Q&A with Mandira Nayar interview, Crossword Book Awards 2025 Jury: Why words still matter in a world of instant fixes
Mandira Nayar, jury member for the Crossword Book Awards 2025, recalls conquering the jury's reading task as “tiny mountains” of books taller than her eight-year-old, and how each pile revealed stories that were relished, savoured, and sometimes unforgettable.
Mandira Nayar is an accomplished journalist and former Deputy Bureau Chief at The Week, with over two decades of experience covering culture, history, foreign policy, and books. A Charles Wallace Fellow (2015), she is also the Co-founder of Agla Varka, a cultural platform which aims to spark meaningful conversations on Punjab and has reported for The Hindu and The Telegraph.
The jury reads a huge number of submissions in a limited time, what was your approach to reading so widely and still giving each book its due?
I read for a living. So, a stack of over 80 books—piled on top of each other so that they were taller than my eight-year-olds—was like strength training! I divided them into tiny mountains to be conquered and read what I felt like that day or week. I couldn’t read all the history books all at once, so I would dip into another pile to read a memoir, or a breezy book on love or on the environment. Most books did not make the longlist.
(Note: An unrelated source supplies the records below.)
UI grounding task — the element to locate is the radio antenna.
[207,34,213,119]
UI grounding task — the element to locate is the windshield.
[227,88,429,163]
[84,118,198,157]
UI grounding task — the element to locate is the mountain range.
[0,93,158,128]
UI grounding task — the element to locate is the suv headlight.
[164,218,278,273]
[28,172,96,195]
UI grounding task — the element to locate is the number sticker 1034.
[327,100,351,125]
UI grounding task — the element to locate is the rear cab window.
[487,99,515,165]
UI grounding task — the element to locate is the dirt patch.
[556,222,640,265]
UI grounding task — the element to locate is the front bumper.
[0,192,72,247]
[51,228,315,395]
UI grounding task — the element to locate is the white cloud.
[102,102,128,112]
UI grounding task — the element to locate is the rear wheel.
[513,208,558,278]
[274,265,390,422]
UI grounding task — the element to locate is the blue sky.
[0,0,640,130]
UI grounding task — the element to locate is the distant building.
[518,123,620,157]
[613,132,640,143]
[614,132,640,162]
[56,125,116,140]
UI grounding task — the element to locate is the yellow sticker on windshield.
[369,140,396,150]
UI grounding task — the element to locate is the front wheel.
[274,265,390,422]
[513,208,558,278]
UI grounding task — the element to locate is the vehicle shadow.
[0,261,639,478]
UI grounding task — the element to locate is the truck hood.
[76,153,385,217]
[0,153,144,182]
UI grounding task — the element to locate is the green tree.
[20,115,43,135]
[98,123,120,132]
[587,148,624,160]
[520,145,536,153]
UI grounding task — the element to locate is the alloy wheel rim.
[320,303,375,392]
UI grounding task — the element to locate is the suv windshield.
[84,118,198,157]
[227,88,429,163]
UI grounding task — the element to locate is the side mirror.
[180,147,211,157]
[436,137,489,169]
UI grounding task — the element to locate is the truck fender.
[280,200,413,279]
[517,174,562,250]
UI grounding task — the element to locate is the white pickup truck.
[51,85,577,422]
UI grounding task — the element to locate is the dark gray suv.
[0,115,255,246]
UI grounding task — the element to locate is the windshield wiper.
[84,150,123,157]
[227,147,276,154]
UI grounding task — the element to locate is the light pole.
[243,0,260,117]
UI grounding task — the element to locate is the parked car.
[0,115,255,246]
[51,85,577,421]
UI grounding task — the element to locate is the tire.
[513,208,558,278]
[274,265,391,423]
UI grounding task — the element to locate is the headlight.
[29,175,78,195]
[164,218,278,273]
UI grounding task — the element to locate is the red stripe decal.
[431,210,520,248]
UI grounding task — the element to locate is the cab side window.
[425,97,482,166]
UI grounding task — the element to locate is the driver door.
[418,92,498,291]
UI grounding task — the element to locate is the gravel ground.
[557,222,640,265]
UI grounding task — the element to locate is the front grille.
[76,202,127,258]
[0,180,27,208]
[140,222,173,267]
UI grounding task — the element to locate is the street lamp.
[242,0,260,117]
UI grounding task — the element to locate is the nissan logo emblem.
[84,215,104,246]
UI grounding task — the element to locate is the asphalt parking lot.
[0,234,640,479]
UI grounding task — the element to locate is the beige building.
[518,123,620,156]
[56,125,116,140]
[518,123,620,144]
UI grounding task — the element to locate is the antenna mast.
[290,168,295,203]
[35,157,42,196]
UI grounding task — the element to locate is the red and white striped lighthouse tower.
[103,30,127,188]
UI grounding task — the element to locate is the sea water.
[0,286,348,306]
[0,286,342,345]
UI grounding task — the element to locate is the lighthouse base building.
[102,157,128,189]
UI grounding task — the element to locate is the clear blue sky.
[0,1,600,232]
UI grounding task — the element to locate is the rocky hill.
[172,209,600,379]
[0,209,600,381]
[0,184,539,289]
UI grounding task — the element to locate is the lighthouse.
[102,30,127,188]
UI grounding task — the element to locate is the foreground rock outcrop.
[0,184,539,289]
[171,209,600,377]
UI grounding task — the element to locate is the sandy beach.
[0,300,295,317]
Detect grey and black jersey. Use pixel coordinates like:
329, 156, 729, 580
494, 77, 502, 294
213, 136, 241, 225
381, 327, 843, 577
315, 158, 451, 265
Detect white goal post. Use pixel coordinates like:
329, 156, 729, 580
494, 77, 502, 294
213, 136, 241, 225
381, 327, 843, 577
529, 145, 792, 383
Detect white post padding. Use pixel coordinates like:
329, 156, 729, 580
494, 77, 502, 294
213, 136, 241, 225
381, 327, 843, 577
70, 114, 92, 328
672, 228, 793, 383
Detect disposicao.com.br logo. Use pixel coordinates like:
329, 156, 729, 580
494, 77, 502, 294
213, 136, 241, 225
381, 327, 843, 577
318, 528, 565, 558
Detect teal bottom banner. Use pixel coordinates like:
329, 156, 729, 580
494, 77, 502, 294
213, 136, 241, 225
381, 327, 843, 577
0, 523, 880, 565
But that didn’t mean they weren’t read, or relished, or enjoyed.
If literature reflects its time, what did this year’s non-fiction submissions tell you about the world we’re living in?
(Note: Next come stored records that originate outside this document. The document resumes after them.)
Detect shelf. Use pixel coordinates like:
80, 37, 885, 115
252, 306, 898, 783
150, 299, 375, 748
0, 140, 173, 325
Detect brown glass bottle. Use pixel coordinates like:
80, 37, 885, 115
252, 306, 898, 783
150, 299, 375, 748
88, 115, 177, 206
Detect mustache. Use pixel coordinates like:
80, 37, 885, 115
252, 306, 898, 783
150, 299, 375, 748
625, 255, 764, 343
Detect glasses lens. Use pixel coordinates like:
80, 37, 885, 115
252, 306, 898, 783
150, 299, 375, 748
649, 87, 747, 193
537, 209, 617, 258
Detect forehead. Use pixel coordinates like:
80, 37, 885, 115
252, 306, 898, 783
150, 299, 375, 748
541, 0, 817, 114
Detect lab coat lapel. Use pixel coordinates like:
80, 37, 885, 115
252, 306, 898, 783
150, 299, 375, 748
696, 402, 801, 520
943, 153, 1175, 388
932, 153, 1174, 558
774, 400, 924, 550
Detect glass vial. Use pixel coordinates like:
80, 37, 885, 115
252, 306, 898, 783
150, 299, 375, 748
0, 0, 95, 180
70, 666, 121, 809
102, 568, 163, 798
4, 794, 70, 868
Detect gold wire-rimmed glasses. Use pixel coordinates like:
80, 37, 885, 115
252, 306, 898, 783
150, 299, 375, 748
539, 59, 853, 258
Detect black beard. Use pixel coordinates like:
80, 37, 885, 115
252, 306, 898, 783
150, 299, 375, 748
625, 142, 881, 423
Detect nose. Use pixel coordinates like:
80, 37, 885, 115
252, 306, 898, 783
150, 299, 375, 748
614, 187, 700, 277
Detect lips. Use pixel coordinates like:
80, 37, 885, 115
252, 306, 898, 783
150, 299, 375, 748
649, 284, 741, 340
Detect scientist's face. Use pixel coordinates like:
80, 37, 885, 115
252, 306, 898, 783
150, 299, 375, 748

That there is hope; that words matter; that in the blink-and-you-miss-it attention span of social media, books are still alive and thriving and writers can tell stories—that need to be heard, read and thought over and don't disappear in an instant.
Our algorithms may block out what we don't want to see, forcing us further into a silos; these books represent diversity. They are deep dives into areas we find uncomfortable, a reexamination of history, of complex identities and of India.
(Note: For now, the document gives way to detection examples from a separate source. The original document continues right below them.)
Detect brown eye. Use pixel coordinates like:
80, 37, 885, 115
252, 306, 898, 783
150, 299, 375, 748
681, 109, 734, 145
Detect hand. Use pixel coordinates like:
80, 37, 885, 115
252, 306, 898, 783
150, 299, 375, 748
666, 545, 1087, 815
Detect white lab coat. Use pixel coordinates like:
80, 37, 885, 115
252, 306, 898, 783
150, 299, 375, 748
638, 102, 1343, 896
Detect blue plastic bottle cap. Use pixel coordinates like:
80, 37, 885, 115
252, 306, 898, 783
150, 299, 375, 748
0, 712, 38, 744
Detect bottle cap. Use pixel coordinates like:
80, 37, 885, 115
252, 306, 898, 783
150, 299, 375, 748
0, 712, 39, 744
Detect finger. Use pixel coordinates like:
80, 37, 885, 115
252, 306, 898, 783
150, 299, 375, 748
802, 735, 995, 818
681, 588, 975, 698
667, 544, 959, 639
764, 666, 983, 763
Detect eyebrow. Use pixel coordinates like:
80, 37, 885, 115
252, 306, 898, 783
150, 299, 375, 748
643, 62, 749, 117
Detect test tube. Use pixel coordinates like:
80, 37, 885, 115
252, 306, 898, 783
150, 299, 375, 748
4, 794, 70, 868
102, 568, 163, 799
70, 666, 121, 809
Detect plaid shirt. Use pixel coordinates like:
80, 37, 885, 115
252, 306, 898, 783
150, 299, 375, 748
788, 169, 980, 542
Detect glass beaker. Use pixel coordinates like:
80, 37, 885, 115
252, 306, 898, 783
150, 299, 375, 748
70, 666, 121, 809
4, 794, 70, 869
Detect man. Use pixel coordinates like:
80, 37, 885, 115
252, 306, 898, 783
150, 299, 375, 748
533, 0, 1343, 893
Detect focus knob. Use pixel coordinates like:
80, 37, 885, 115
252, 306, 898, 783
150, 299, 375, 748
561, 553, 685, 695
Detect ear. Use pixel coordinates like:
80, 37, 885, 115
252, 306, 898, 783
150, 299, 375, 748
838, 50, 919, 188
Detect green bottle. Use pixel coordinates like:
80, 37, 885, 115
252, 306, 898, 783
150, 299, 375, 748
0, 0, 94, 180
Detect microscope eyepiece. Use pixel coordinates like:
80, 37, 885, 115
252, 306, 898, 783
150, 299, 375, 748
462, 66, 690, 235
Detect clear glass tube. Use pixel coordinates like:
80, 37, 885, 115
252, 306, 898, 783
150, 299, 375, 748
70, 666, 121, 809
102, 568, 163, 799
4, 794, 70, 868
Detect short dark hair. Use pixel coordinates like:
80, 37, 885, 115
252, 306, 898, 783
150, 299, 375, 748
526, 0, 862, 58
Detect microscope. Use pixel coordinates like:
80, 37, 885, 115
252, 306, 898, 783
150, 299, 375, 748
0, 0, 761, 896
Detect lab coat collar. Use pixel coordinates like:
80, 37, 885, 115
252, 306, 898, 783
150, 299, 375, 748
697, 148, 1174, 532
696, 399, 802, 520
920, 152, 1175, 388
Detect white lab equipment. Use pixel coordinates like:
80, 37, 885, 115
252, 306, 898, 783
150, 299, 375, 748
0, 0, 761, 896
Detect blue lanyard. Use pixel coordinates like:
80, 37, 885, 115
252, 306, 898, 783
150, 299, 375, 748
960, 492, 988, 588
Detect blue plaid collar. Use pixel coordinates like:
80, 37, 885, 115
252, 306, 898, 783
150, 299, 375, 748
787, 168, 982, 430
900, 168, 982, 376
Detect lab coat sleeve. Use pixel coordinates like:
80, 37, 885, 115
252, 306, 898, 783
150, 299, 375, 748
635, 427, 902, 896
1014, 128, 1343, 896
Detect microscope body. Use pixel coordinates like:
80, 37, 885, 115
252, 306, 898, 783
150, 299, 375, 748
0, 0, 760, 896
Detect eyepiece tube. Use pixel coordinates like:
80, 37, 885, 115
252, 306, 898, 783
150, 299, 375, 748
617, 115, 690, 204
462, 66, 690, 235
What was the toughest part of arriving at a longlist from such a wide range of submissions?
When you have to pick 10 books out of a list of over 80, everything is hard. We are all different people, at different stages of our lives, Milan is in a different continent, and decisions, and consensus--while friction free and fun-is never easy.
If you had to describe this year’s longlist in three words, what would they be?
Passionate, diverse, ambitious.
What conversations do you think this year’s longlist adds to Indian literature, or even to our society at large?
The list represents the concerns that India is grappling with--as is the world--of divisiveness, of caste, of hatred, of inequity and reexamining the past. These are not easy conversations but they are important ones.
In a time of endless content, what do you think makes literature still worth turning to?
To be fair, I read for a living. So, my answer will be biased. But we've always turned to literature to escape, to live other lives, to learn, to navigate the world. I don't think that will ever change. I breathe to read. Content is a 'fix' for an instant hit, but books are the real deal.
What, to you, makes a book unforgettable?
Lots of things. Writing, a turn of phrase, the story, research, an anecdote that makes you laugh or just for the journey that it takes you on.
As a jury member, what advice would you give to aspiring Indian writers hoping to be recognized in the coming years?
Read--well, deeply, diversely, you never know where you will find inspiration. There is no writing without reading.